Comme chaque année, le 30 avril, les légionnaires célèbrent l’anniversaire de la légendaire bataille de Camerone durant laquelle soixante-cinq d’entre eux, menés par le capitaine Danjou, avaient résisté avec force et courage face à 2 000 soldats de l’armée mexicaine. Pour cette édition 2017, la Légion étrangère mettra plus particulièrement à l’honneur les volontaires indochinois qui ont combattu comme supplétifs dans ses rangs.
Cette année, le choix du thème à l’honneur vise à rendre hommage à tous les volontaires qui ont choisi de grossir les rangs de la Légion étrangère pour défendre la France. Dans ce cadre, le général de division Maurin, commandant la Légion, a souhaité souligner le rôle déterminant des supplétifs indochinois. Symboliquement, c’est donc le sergent-chef (à la retraite) Van Phong N’Guyen qui a été désigné comme porteur de la main du capitaine Danjou. Recruté en 1953, à dix-huit ans, pour servir comme supplétif auprès du Corps expéditionnaire français, il s’était engagé un an plus tard comme légionnaire.

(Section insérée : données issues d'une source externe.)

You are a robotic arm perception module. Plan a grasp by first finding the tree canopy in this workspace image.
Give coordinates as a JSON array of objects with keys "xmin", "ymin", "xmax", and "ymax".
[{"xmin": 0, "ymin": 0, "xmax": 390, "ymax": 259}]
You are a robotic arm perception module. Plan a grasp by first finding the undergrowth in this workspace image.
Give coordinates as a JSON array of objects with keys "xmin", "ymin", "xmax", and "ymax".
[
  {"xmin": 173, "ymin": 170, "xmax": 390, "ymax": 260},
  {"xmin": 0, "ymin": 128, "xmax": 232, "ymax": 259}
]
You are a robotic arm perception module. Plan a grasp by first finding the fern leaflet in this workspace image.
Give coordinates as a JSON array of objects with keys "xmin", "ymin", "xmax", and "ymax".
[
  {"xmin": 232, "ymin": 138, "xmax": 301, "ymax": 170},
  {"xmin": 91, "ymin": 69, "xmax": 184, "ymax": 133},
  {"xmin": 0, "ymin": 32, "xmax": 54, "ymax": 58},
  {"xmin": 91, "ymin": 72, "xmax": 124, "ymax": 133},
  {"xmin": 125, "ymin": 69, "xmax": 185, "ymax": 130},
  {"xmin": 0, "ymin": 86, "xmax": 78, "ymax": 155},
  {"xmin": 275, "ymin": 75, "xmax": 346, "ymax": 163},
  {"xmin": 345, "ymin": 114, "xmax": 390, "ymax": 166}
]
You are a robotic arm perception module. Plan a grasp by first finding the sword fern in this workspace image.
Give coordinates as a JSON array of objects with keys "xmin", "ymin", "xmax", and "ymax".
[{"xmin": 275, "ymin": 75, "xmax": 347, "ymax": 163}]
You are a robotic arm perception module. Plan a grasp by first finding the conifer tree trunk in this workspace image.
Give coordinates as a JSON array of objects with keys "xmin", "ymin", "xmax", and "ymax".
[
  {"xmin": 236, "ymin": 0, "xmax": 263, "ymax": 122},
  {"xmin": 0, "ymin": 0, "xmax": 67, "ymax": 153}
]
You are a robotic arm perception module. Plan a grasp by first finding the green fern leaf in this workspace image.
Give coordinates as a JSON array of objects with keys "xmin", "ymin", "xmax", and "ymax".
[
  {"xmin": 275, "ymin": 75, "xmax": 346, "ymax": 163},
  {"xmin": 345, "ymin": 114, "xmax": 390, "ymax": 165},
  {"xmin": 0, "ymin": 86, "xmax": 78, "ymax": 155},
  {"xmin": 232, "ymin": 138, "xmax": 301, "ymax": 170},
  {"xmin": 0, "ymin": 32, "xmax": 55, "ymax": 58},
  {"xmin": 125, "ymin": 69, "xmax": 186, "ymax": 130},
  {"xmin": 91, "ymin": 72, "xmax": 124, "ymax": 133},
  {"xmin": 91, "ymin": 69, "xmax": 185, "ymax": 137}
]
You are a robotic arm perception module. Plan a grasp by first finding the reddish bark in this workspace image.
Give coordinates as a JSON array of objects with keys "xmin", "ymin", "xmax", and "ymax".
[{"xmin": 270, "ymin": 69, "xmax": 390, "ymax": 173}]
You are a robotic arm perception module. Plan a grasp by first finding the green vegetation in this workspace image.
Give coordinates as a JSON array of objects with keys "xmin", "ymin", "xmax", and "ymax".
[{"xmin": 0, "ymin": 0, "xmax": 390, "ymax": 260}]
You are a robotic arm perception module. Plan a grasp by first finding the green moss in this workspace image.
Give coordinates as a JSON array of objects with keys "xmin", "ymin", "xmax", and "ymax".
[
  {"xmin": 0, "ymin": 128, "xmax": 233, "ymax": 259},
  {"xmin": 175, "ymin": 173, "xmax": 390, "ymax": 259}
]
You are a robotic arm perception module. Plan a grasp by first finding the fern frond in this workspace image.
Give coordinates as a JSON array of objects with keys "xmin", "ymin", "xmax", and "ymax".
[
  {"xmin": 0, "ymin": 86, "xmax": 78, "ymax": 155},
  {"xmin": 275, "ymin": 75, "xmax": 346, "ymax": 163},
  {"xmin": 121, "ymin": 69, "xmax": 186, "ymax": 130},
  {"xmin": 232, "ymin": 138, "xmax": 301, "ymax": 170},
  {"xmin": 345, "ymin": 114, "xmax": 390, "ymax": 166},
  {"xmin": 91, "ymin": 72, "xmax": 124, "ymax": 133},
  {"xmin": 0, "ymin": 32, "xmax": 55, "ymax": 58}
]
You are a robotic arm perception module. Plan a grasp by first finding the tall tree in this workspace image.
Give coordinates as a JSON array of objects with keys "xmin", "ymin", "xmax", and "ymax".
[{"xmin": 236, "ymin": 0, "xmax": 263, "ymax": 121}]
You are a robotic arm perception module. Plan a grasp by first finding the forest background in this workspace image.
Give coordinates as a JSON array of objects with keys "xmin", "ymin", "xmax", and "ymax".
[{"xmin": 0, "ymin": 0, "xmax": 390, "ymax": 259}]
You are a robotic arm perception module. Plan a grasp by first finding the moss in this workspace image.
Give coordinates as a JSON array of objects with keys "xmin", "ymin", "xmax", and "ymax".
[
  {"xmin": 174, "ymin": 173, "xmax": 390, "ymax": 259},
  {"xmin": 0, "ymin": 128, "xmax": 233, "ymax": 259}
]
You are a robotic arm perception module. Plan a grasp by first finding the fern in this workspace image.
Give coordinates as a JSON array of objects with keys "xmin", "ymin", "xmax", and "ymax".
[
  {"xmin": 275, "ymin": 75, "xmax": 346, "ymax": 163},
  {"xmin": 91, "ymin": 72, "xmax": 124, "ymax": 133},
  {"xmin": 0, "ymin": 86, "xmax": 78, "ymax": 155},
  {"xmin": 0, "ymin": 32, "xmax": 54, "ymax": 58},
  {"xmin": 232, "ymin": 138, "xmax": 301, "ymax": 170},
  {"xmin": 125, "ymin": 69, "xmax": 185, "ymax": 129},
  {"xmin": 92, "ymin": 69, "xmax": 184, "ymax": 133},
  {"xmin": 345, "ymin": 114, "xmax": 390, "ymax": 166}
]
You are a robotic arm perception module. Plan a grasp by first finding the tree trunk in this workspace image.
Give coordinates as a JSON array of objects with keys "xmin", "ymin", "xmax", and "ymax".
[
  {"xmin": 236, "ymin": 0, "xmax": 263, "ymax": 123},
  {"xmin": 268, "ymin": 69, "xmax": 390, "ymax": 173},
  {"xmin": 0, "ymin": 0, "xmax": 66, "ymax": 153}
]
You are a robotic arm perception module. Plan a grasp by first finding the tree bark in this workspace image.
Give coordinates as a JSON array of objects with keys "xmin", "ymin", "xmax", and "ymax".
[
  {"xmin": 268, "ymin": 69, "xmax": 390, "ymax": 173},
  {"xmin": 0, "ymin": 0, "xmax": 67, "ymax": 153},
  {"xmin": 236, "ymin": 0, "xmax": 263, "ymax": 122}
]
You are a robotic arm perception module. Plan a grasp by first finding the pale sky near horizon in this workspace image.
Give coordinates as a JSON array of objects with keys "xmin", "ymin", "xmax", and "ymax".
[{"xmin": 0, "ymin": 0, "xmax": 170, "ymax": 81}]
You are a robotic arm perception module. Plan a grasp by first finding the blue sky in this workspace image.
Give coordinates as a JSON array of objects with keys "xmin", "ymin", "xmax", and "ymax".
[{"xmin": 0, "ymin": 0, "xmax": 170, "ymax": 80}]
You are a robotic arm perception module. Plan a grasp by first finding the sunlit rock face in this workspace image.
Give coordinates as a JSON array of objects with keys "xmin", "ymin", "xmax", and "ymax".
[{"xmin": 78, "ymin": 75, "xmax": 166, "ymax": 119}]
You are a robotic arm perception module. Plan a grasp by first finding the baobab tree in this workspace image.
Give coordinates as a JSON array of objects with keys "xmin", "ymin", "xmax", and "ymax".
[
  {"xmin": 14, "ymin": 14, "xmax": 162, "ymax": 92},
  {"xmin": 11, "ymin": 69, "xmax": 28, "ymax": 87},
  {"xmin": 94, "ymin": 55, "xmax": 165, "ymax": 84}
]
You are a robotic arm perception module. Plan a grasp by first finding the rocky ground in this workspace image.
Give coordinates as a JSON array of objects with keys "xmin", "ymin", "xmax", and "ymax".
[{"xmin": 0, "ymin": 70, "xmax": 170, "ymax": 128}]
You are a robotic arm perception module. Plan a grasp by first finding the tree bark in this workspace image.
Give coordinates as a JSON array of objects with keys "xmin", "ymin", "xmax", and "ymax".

Peu importe l’époque, l’armée française a toujours eu recours à des soldats « indigènes » dans ses territoires coloniaux. Mais, jusqu’à la guerre d’Indochine, la Légion n’était pas concernée. L’introduction de réguliers indochinois dans la quasi-totalité des formations légionnaires fut décidée suite à la bataille de la route coloniale 4 (RC 4) en 1950, durant laquelle les forces du corps expéditionnaire français, qui affrontèrent celles du Viet Minh, connurent de nombreuses pertes. Ainsi, pour les remplacer et continuer à faire face aux nécessités du conflit, les supplétifs indochinois furent incorporés. On commença alors à parler de « jaunissement », même si la Légion prêta attention à ne pas dépasser un volume trop important, au risque de ressembler à la Coloniale, qui quant à elle, avait l’habitude d’intégrer un grand nombre d’autochtones dans ses rangs. C’est d’ailleurs le général de Lattre de Tassigny qui accéléra le processus d’incorporation d’Indochinois dans la Légion, conscient de la faiblesse numérique des forces terrestres en Extrême-Orient (FTEO).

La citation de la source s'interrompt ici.